Dann geht es den Deich hoch bei Km 17, wo wir von den Elbblitzen lautstark angefeuert werden. Die Mädels sind gut drauf obwohl es hier oben verdammt zieht.
Jetzt kommt ein schöner Blick auf den Bölsdorfer Haken, einer Auenlandschaft. Im Hintergrund taucht die Silhouette von Tangermünde auf. Es sind aber noch 4 km bis zur Marathonwende. Es folgt jetzt einer der schönsten Abschnitte der Runde. Auf einem Radweg geht es neben der Elbe die nächsten rund 3km entlang. Bei km 19 gibt es wieder Versorgung. Wir haben den vorletzten Läufer wieder überholt und lassen es jetzt zum Ende der 1. Runde locker angehen.

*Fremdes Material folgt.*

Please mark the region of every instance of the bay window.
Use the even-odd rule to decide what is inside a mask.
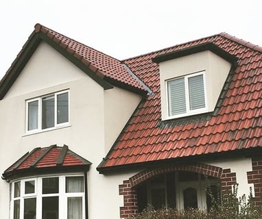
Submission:
[[[27,132],[58,127],[69,123],[69,91],[26,101]]]
[[[21,179],[11,185],[11,219],[84,219],[84,176]]]

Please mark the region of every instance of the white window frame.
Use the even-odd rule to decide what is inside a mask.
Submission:
[[[83,177],[83,192],[66,192],[66,177]],[[42,194],[42,179],[44,178],[52,178],[58,177],[59,178],[59,192],[54,194]],[[51,196],[58,196],[58,212],[59,212],[59,219],[67,218],[67,198],[69,197],[82,197],[82,218],[86,218],[86,211],[85,211],[85,178],[84,175],[82,174],[75,175],[48,175],[45,177],[38,177],[34,178],[27,178],[21,179],[19,180],[16,180],[11,182],[11,202],[10,202],[10,219],[14,218],[14,201],[20,200],[20,214],[19,219],[24,219],[23,217],[23,210],[24,210],[24,201],[25,198],[36,198],[36,219],[42,218],[42,198],[43,197],[51,197]],[[25,194],[25,182],[28,181],[35,181],[35,193],[32,194]],[[14,198],[14,183],[20,181],[20,196]]]
[[[189,102],[189,78],[193,77],[198,75],[203,75],[203,83],[204,83],[204,102],[205,107],[196,110],[190,110],[190,102]],[[184,79],[184,89],[185,89],[185,99],[186,99],[186,112],[183,114],[176,114],[176,115],[169,115],[169,87],[168,82],[171,81],[173,80],[178,79],[180,78]],[[166,96],[167,96],[167,115],[168,116],[168,118],[176,118],[180,117],[184,117],[188,116],[192,116],[195,114],[199,114],[202,113],[205,113],[208,112],[208,103],[206,98],[206,71],[201,70],[195,73],[192,73],[190,75],[184,75],[182,77],[172,78],[165,81],[165,87],[166,87]]]
[[[67,93],[68,94],[68,113],[69,113],[69,118],[68,121],[66,123],[62,123],[58,124],[57,123],[57,96],[59,94],[64,94]],[[47,129],[42,129],[42,99],[45,97],[53,95],[54,96],[54,101],[55,101],[55,109],[54,109],[54,126],[53,127],[50,128],[47,128]],[[29,103],[34,102],[37,101],[38,103],[38,128],[32,130],[28,130],[28,105]],[[25,110],[25,133],[27,134],[29,133],[37,133],[37,132],[41,132],[41,131],[49,131],[49,130],[53,130],[56,129],[60,127],[63,127],[69,125],[70,124],[70,92],[69,90],[62,90],[57,92],[53,92],[53,93],[50,93],[48,94],[46,94],[45,96],[41,96],[39,97],[31,99],[29,100],[27,100],[25,101],[25,105],[26,105],[26,110]]]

Km 20 und die Stadt ist zum Greifen nah. Vor dem Hafen geht es in einer Schleife runter zum Hafen. Schon von weitem ist das Zielbanner zu sehen und wir werden angefeuert als wären wir schon am Ziel. Kurz hinterm Ziel ist für uns ein kleines Schild angebracht „Marathonwende“. Also wenden und wieder über die Hafenpromenade in die 2. Runde.

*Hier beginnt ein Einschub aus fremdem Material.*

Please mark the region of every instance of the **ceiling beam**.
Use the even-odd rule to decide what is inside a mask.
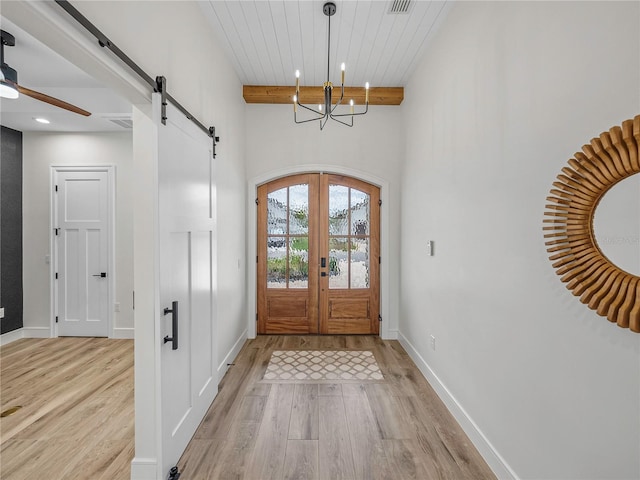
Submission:
[[[346,105],[353,98],[356,105],[364,105],[365,90],[363,87],[344,87]],[[293,103],[295,87],[275,85],[244,85],[242,96],[246,103]],[[340,87],[334,86],[334,102],[340,98]],[[369,89],[369,105],[400,105],[404,99],[403,87],[371,87]],[[300,87],[300,103],[324,103],[322,87]]]

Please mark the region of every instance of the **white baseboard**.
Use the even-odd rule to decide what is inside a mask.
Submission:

Am Hafenende kommt uns Michael mit der Startnummer 287 entgegen. Wir rufen ihm noch zu „Auf in die 2. Runde“.
Jetzt sind wir ganz allein auf der abgesperrten Straße. Hajo können wir noch weit vor uns auf der Kreisstraße sehen, sonst ist auch hinter uns nichts mehr zu sehen. Wir liegen aber immer noch locker unter 6 Stunden und so nehmen wir uns jetzt auch Zeit. Hier und da wo Streckenposten sind halten wir ein Schwätzchen und bedanken uns bei den vielen fleißigen Helfern.
Bölsdorf jetzt bei km 26 ist fast wie ausgestorben, außer ja außer am Zelt hinter der Versorgung. Hier trinken wir mit der Dorfjugend ein Bierchen. Auf die Bratwurst verzichten wir, die liegt zu schwer im Magen.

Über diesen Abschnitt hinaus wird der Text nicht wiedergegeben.